'Barış Akademisyenleri'nin tümü göreve iade edilsin'
Prof. Dr. Özdemir Aktan, görevden uzaklaştırılan Barış Akademisyenleri içinde özlük haklarına kavuşan ilk isim olmuştu.
İleri Haber
Eğitim Sen tarafından yapılan açıklamada, idare mahkemesinin Özdemir Aktan kararına dikkat çekilerek, Barış Akademisyenleri’nin tümünün göreve iade edilmesi çağrısında bulunuldu. Açıklamada, “Söz konusu karar geç kalmış, çekilen eziyetlere dair adaleti tesis etmese de oldukça önemli bir karardır. Bu karar, ihraç edilen imzacı akademisyenlerin her biri için hayat bulmalı ve akademisyenler görevlerine iade edilmelidir” denildi.
Anayasa Mahkemesinin (AYM) “Bu Suça Ortak Olmayacağız” bildirisini “düşünce ve ifade özgürlüğü” kapsamında değerlendiren kararına ve imzacı akademisyenler (Barış Akademisyenleri) hakkında açılan ceza davalarında verilen “beraat kararlarına” rağmen Olağanüstü Hal (OHAL) İşlemleri İnceleme Komisyonu, “kurum kanaati” gibi gerekçelerle göreve iade taleplerini reddetmişti.
OHAL İşlemleri Komisyonunun kararlarına karşı Ankara’da yetkili kılınan idare mahkemelerinden, Ankara 21. İdare Mahkemesi bir ilke imza atarak, Prof.

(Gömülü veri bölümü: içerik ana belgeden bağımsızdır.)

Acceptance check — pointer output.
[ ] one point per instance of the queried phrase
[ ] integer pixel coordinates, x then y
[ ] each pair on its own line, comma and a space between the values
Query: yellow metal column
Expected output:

Dr. Özdemir Aktan’ın göreve iadesine ve yoksun kaldığı parasal ve özlük haklarının yasal faiziyle ödenmesine karar verdi. Bu kararla Özdemir Aktan, görevden uzaklaştırılan Barış Akademisyenleri içinde özlük haklarına kavuşan ilk isim oldu.
‘AKADEMİSYENLER GÖREVLERİNE İADE EDİLMELİ’
Karara ilişkin Eğitim ve Bilim Emekçileri Sendikası (Eğitim Sen) tarafından bir açıklama yapıldı.
Açıklamada, şu ifadeler kullanıldı:
Nihayet, Ankara 21. İdare Mahkemesi, bir ilke imza atarak, “Bu Suça Ortak Olmayacağız” bildirisinin imzacısı olan bir akademisyeni görevine iade ederek bunca zamandır yaşananların hukuksuzluğunu hükme bağladı. Sözü edilen kararda kısaca ve özetle;
- İlgili davanın, OHAL İşlemleri İnceleme Komisyonu’nun verdiği ret kararının, idari işlemin unsurları yönünden yargısal denetiminin yapılmasından ibaret olduğu,
- Göreve iade talebinin ret gerekçelerinden olan “üyelik unsurunun” cezai bir kavram olması nedeniyle idari yargı mercilerince denetiminin yapılamayacağı,
- Davacı hakkında “irtibat/iltisak”a dair başkaca bir “bilgi/belge” sunulamadığı, bu açıdan dava konusu idari işlemin sebep unsurunun bulunmadığı,
- Anayasa Mahkemesi’nin “Füsun Üstel ve diğerleri” kararındaki tespitler ışığında dava konusu işlemde hukuka uyarlık bulunmadığı belirtilerek, dava konusu işlemin iptaline karar verilmiştir.
Görüldüğü üzere, bildiriye imza attıkları gerekçesiyle ihraç edilen akademisyenlerin ihraç edilmelerine dair hukuki hiçbir dayanak bulunmamaktadır.
Eğitim Sen olarak ifade etmek isteriz ki söz konusu karar geç kalmış, çekilen eziyetlere dair adaleti tesis etmese de oldukça önemli bir karardır. Bu karar, ihraç edilen imzacı akademisyenlerin her biri için hayat bulmalı ve akademisyenler görevlerine iade edilmelidir. Bunun gerçekleşmesi için de sendikamız tüm örgütlü gücüyle mücadele edecek ve süreci yakından takip edecektir.